O processo de contratualidade, ou seja, o processo de alcance do poder contratual é perpassado pelas possibilidades de atuação apresentadas ao sujeito. Este processo se constitui pela retomada do controle, da autogestão, da decisão sobre a própria vida, é pautado no estabelecimento de negociações integradas aos desejos, às escolhas, e aos projetos de cada sujeito. Foucault (1982) em “O Sujeito e o Poder”, relata que há duas descrições diferentes para a palavra sujeito: a primeira designa o sujeito ao outro através do controle e da dependência, e a segunda designa o sujeito ligado à sua própria identidade através de uma consciência ou através do autoconhecimento. Ambas sugerem uma forma de poder que subjuga e sujeita.

Infere-se que os usuários participantes da pesquisa aumentaram sua compreensão acerca das possibilidades de atuação, desde o momento de ingresso no serviço em relação ao momento atual, como exemplo, a possibilidade de participação e engajamento na Associação de Usuários do Caps, assim como da participação na construção do projeto terapêutico singular. A proposta do serviço reflete a ideia de um novo cuidado, uma nova clínica, um novo lugar, e a possibilidade do sujeito ser ativo em seu processo, poder ser autor e ator de sua história, uma postura anteriormente impensável e improvável no contexto da institucionalização da loucura.

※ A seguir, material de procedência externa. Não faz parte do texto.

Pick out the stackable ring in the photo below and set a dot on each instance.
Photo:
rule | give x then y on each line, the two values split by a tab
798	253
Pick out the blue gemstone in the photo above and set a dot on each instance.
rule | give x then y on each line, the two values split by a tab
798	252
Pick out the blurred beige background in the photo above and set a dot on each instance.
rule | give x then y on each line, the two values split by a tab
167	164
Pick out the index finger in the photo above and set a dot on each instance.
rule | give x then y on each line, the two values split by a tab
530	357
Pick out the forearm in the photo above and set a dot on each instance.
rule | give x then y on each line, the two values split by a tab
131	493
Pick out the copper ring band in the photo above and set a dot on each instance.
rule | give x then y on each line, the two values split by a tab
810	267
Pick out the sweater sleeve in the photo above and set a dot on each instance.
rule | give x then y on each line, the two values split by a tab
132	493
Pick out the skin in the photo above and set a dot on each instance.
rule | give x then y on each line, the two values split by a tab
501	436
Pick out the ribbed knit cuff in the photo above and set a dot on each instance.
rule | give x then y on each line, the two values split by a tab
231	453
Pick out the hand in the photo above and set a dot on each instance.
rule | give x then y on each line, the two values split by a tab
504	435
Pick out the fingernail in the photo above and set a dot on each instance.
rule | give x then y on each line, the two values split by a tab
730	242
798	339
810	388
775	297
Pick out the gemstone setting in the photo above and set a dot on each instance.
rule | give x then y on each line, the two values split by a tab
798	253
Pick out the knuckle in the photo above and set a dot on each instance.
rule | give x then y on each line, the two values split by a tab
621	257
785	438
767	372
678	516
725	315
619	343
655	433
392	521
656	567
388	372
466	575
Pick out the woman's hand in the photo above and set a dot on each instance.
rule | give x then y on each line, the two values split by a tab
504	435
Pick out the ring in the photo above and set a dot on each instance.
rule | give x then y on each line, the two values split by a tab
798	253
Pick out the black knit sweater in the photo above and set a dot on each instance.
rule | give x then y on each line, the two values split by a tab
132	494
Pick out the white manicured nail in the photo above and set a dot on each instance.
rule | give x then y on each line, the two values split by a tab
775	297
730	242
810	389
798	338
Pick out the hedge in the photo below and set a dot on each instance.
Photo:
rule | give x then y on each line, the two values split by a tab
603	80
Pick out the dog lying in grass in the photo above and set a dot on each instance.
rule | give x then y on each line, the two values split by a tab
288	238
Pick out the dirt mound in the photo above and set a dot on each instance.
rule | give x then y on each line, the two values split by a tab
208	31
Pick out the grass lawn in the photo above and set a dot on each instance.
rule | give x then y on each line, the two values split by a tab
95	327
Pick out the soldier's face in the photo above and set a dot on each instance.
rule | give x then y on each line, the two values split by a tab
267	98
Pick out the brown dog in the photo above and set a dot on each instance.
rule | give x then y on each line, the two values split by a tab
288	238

Cabe ao usuário do serviço substitutivo em saúde mental, em conjunto com a equipe, opinar, criticar, posicionar-se e optar pela escolha feita em relação ao seu projeto terapêutico. De modo semelhante cabe à equipe do Caps estimular o empoderamento de cada usuário em particular. Presotto (2013) reforça a importância de estimular o empoderamento de usuários de serviços de saúde mental, afirmando que em consequência desta atitude ocorre o aumento do poder contratual e da capacidade de enfrentamento dos próprios sujeitos.